Are you still seeing a Dr. for your OCD?
Praying for you,
Mitzi


im really struggling hard with something right now that i could use some help with.
when im talking with God in my mind and i say that i wont do something, meaning things that are not sinful, i feel like because i thought what i thought that i get locked into what i thought that i would not do because i was talking to God in my mind. this starts a chain of events in my mind that is full of struggle and pain for me. at that point i have to start begging God to release me from the bondage of not being able to do what i want to do and i have to start begging God to make it ok for me to do what it is that i want to do. the main problem with this is that when i start begging these things thats when all the blasphemous thoughts start coming into my mind and thats when i start to feel like im doing eveything wrong when im begging. so because of the blasphemous thoughts and because i feel like im doing all kinds of things wrong i feel like God does not do what im begging. so i have to keep begging it over and over again trying not to think or have any blasphemous thoughts and trying not to do anything wrong in any way. this is like a nightmare trying to get through most times because i have to keep praying the same things again and again trying to get it perfect and trying not to do anything wrong in any way and trying not to think or have any blasphemous thoughts. this is nearly impossible for me to do.

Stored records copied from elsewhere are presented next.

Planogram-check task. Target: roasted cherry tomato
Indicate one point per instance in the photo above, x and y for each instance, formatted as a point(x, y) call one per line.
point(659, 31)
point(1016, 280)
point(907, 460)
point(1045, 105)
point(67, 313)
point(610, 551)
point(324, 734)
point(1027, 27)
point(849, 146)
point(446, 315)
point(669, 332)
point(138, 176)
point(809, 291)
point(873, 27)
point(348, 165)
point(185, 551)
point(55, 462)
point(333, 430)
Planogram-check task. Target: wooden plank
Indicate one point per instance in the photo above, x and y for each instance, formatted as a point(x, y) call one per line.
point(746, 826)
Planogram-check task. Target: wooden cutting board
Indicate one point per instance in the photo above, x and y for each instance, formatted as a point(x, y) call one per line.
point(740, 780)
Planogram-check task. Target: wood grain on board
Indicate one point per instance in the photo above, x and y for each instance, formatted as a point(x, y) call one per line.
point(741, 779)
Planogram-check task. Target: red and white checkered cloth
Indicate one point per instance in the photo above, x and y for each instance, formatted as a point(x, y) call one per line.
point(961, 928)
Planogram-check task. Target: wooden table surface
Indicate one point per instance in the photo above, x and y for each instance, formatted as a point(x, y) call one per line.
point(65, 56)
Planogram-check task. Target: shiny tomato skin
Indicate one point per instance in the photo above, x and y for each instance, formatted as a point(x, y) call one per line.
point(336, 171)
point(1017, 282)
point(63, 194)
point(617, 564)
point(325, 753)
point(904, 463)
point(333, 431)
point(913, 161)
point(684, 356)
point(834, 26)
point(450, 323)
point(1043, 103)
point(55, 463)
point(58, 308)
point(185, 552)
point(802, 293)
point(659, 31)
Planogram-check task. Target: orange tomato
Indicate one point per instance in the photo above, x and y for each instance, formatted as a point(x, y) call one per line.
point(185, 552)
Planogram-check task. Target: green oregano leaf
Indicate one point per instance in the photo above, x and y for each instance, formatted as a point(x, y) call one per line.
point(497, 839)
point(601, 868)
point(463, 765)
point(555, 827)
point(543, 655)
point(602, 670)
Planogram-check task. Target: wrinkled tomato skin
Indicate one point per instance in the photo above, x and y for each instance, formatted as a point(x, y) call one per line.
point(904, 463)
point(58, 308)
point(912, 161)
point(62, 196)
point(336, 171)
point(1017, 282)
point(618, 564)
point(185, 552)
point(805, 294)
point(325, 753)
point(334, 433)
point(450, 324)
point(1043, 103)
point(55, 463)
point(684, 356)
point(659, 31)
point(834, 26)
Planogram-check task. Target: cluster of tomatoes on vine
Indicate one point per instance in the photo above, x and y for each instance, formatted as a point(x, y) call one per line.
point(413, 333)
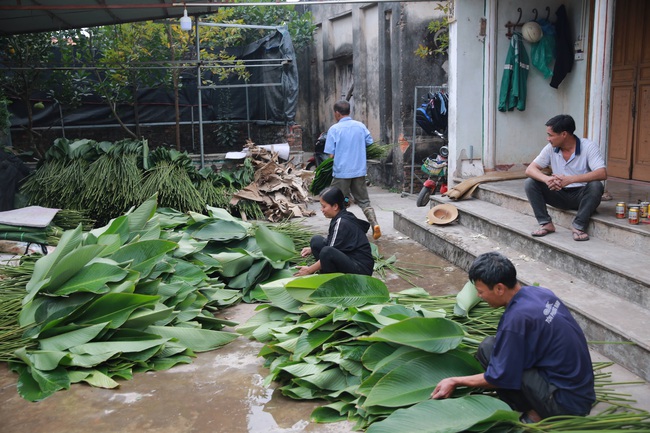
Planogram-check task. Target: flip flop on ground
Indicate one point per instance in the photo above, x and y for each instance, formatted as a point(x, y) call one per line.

this causes me so much pain and struggle. when im like this, as i am right now as i type this, i feel like im in bondage that is so hard to get out of. it causes me emotional, mental and physical pain. if i try to just push through and and do what it is that i want to do without begging to be released from the bondage and without begging God to make it ok i feel like im doing something wrong and i have no peace.
if anyone has any good advice i would like to hear it.
thanks.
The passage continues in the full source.